Prom the latter we quote the following: “There are now national, state, county, town, and city bonds in sufficient amounts to absorb all trust funds seeking investment, and it is not to be denied that such investments are more permanent and safe. It may be admitted, that great public emergencies and national dangers have an unfavorable effect upon the value of public securities; but such emergencies and dangers have the same effect upon the stocks of private corporations. In addition to these depressing influences, the capital of such companies runs the risks and chances of trade, business, and speculation. Calamities that depress public credit seldom occur, while the risks of trade are constant. It would seem to be the wiser course to withdraw the funds, settled for the support of women, children, and other parties who cannot exercise an active discretion in the protection of their interests, as much as possible from the chances of business. It may be said, that settlors may always do this by directing in what manner the funds settled by them shall be invested. But it would seem to be wiser for the court to establish the safest rule in the absence of special directions, and leave it to the settlor, if he prefers, to direct a less safe investment.”

A further relaxation of the rules governing guardians cannot be sanctioned.

7. But if all that we have said be not true, and we grant that appellant is required to exercise only such diligence and care in discharging its duty as ordinarily prudent men exercise in reference to their own affairs, can it then be said the ordinarily prudent man invests practically his entire wealth in stocks and bonds, many of which are of fluctuating and uncertain value ? To state the question is to answer it in the negative. See Dickinson’s Appeal, supra; Davis’s Appeal, supra; Warren v. Pazolt, supra.

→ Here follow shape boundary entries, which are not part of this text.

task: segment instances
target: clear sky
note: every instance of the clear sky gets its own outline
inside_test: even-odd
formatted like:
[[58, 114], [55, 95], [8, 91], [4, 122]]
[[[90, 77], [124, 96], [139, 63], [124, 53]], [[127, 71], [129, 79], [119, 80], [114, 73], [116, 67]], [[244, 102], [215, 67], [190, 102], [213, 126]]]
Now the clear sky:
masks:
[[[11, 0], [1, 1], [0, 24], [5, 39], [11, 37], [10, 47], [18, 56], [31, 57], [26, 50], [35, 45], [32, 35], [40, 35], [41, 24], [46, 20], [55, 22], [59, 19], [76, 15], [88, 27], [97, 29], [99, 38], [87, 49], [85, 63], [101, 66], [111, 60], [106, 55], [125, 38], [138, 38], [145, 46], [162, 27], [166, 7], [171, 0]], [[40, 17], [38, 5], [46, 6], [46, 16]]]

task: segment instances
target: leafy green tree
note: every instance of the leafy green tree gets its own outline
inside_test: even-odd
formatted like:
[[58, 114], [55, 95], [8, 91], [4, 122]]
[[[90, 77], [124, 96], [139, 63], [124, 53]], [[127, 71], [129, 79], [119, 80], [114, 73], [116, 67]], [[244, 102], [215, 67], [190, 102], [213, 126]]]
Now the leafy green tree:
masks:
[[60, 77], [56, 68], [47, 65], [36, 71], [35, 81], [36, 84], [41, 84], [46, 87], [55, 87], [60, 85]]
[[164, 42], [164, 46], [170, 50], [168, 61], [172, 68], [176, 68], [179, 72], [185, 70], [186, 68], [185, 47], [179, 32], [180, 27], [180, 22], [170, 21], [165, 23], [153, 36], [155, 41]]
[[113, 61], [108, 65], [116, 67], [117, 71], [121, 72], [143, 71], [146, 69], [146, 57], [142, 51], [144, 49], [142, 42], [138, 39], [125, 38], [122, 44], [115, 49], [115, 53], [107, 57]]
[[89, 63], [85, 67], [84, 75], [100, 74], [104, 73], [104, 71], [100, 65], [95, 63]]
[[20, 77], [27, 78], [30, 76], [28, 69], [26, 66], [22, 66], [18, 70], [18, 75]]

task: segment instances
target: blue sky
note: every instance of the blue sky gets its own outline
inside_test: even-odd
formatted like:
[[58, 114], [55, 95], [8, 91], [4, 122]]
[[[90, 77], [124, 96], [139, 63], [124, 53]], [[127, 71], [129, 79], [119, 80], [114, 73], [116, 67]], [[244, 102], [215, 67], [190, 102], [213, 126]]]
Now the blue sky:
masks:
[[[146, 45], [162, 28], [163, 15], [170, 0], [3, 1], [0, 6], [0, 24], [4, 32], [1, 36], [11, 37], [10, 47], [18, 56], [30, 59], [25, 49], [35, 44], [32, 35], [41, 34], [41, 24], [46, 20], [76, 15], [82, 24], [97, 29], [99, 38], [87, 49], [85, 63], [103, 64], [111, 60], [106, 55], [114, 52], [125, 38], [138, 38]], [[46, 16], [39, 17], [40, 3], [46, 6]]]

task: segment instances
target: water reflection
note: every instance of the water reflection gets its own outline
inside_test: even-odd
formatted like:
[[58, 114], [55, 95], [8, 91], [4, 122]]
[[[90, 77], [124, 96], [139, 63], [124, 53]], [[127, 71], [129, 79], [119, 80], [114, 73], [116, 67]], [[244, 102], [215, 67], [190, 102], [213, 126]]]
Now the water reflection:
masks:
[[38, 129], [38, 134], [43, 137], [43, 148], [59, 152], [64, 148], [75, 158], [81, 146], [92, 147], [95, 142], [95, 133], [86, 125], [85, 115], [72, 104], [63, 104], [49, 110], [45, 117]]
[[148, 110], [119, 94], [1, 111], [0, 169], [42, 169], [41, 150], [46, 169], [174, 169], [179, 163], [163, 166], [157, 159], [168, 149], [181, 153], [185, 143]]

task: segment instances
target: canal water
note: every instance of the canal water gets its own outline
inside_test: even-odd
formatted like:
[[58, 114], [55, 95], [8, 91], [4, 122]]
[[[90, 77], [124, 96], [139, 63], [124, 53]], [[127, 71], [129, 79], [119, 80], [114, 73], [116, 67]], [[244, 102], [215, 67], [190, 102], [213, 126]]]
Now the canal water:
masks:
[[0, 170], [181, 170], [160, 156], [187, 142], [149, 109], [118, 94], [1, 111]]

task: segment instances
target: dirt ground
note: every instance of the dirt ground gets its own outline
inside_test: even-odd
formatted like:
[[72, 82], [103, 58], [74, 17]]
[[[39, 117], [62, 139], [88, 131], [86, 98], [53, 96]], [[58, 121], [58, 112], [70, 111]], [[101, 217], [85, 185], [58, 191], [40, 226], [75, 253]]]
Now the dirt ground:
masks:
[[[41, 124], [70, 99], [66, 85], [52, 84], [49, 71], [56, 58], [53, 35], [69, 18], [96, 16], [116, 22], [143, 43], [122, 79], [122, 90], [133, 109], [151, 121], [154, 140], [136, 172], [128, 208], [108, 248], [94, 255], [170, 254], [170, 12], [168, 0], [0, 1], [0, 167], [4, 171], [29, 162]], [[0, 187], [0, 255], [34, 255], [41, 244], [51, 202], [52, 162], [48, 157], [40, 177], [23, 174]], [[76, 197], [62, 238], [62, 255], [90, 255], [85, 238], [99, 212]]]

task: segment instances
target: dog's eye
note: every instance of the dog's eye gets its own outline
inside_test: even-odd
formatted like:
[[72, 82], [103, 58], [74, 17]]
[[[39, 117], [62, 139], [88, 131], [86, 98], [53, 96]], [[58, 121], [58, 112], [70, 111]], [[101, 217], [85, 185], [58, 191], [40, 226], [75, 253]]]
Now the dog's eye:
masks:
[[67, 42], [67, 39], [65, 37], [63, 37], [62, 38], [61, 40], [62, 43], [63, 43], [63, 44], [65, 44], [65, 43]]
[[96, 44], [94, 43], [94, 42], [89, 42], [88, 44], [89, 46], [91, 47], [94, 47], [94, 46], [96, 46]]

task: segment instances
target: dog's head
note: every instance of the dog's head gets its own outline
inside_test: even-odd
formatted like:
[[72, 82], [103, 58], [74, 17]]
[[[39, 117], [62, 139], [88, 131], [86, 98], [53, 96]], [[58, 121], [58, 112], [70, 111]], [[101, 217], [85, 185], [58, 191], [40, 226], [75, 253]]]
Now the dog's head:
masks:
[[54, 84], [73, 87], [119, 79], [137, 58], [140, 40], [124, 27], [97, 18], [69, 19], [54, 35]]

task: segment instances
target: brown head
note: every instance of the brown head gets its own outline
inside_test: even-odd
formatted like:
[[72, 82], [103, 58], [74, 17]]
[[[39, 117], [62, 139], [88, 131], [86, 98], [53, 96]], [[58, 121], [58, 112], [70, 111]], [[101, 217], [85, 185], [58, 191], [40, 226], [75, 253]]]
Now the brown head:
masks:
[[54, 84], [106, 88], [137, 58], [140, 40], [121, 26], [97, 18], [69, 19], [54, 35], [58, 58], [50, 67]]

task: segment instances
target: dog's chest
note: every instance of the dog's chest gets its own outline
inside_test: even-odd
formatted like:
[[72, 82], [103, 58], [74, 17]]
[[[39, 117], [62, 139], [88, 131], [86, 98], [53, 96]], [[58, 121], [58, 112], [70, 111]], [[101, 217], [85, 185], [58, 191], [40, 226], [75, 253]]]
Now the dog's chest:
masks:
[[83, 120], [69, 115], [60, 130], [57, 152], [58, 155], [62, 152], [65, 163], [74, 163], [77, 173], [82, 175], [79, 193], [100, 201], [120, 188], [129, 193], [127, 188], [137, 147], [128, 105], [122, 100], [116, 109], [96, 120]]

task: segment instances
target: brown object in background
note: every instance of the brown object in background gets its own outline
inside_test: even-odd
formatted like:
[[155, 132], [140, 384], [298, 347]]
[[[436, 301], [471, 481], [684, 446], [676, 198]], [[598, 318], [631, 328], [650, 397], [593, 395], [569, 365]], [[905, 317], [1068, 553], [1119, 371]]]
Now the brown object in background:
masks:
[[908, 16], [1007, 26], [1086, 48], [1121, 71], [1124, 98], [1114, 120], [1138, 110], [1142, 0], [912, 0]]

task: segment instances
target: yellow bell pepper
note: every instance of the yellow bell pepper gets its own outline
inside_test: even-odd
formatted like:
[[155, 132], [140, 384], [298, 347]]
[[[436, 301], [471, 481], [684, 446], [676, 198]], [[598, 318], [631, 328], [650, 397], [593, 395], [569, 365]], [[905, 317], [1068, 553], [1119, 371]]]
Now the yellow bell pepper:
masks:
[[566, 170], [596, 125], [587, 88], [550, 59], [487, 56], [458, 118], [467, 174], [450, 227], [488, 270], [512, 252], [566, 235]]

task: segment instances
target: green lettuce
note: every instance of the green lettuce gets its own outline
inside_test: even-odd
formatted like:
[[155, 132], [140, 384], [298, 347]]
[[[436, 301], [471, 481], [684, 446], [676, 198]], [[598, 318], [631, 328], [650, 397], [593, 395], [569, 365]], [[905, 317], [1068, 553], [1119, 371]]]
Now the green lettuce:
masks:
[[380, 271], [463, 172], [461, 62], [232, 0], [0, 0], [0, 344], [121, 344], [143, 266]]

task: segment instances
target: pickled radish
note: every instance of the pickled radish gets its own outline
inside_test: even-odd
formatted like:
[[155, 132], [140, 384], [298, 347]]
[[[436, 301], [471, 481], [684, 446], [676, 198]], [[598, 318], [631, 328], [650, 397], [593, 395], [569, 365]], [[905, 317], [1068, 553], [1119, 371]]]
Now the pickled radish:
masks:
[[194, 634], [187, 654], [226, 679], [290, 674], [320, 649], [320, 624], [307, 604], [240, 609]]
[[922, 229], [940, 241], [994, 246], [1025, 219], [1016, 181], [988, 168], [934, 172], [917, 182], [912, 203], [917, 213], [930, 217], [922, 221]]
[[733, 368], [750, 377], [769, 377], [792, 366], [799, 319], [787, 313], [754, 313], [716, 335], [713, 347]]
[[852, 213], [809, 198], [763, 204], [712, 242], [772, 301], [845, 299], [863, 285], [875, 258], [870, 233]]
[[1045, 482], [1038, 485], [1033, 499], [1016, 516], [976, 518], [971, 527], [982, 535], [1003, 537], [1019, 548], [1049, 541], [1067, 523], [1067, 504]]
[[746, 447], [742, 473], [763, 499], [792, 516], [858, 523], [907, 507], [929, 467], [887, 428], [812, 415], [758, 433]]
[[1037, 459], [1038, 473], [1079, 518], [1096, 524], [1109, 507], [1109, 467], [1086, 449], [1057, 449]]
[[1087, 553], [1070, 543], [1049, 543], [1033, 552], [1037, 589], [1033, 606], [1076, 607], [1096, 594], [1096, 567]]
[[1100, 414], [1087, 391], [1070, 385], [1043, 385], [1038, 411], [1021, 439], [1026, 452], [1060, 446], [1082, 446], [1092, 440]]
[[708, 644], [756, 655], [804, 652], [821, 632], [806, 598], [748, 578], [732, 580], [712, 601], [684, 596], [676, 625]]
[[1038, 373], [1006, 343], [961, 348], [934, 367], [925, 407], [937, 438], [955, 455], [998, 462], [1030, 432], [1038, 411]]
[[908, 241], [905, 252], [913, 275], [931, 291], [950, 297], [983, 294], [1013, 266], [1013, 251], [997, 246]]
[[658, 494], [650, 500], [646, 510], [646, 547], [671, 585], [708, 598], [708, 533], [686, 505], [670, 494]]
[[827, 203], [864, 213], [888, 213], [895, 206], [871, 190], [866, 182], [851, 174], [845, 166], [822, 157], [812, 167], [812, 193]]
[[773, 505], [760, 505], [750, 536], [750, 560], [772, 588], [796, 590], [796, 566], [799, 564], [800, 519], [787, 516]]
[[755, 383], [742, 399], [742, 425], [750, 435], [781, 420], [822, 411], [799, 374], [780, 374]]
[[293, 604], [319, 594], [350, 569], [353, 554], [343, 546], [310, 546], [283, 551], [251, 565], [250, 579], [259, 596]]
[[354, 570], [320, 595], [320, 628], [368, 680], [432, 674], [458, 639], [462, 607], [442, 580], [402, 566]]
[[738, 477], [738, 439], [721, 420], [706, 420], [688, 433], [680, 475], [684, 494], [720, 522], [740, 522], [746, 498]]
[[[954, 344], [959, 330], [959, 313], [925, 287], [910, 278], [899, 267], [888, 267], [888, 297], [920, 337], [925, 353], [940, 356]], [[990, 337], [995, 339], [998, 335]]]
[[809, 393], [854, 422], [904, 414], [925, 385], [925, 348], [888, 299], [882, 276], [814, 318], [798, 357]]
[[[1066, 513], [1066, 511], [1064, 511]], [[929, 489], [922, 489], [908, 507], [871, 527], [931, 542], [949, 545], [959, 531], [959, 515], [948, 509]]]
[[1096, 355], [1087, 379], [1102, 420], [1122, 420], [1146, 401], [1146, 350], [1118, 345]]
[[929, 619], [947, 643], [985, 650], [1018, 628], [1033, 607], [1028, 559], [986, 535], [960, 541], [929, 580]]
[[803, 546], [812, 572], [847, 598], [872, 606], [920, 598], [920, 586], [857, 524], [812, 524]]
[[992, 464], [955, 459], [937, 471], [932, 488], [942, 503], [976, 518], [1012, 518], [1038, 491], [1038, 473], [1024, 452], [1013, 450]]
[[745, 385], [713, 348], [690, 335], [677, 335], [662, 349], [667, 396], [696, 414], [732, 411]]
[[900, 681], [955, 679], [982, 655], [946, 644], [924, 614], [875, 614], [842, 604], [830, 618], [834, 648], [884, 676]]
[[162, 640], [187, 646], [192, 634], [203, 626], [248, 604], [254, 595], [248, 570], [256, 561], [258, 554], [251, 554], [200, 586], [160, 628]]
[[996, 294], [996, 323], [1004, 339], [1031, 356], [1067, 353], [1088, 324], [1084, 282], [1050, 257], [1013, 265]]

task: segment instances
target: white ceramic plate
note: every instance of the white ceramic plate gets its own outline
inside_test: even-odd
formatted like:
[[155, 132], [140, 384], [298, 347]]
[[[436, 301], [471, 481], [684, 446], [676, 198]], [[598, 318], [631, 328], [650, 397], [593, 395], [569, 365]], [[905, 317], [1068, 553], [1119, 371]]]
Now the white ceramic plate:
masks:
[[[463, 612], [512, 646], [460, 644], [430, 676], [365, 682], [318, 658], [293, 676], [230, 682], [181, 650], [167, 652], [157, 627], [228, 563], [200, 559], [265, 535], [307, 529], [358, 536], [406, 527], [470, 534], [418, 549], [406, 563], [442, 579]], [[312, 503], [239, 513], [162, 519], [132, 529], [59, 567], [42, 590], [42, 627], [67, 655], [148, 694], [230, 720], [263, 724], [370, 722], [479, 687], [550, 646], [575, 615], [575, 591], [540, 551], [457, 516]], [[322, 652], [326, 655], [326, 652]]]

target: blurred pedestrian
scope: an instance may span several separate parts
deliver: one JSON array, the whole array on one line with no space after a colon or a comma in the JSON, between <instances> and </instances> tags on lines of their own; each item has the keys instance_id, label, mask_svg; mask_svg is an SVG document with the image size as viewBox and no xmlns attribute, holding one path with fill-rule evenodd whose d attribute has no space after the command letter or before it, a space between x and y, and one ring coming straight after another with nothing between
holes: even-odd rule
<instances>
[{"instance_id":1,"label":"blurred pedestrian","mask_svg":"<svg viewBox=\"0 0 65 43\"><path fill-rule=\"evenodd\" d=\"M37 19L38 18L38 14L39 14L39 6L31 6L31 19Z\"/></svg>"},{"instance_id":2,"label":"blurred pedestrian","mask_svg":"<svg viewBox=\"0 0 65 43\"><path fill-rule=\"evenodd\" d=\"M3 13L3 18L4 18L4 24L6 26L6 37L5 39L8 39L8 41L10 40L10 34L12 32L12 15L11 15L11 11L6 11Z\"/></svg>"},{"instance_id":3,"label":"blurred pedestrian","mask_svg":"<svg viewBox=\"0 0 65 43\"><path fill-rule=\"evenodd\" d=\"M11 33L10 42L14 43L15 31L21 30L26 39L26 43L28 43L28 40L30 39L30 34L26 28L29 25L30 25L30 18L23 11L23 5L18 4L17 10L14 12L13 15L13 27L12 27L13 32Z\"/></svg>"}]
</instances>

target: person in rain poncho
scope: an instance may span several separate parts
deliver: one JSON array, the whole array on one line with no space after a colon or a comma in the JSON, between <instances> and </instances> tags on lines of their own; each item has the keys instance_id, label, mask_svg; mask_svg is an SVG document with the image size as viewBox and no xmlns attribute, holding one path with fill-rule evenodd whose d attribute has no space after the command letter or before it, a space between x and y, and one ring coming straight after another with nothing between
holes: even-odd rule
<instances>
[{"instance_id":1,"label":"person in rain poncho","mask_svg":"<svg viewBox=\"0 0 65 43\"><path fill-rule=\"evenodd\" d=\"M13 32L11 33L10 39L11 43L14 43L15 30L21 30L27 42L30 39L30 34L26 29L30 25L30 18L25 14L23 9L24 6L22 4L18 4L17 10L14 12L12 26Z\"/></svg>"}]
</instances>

*6548. *653The mere fact that the current reports tiled by appellant *654were approved by the court is no bar to appellee’s action, for the approval of the various reports were ex parte proceeding's, such as are usually made in passing accounts current of guardians and partial reports of executors and administrators. “Ex parte orders made by the court in the matter of a guardianship, whether by way of direction to the guardian, or of approval of action theretofore taken by him, like those made in the settlement of an estate, are regarded as prima facie correct, but are as a rule within the control of the court making them until final settlement of the guardianship. Such orders may, at all times, before final settlement and discharge of the guardian, be set aside, corrected or modified if the requirements of justice demand it.” State, ex rel., v. Wheeler (1891), 127 Ind. 451. See, also. State, ex rel., v. Pechham (1894), 136 Ind. 198, 202; Candy v. Hanmore (1881), 76 Ind. 125, 128; Daniels v. Bruce (1911), ante, 151; 21 Cyc. 179; 15 Am. and Eng. Ency. Law (2d ed.) 47, (6); Henry, Probate Law §712.

It may be that part of the bonds in which appellant invested the funds of its trust were of a class universally approved, but no question is presented as to the scope of the judgment rendered, the sufficiency of the petition and answers thereto being alone involved.

Finding no error in the record, the judgment of the lower court is affirmed.

Myers, J., did not participate in the decision of this cause.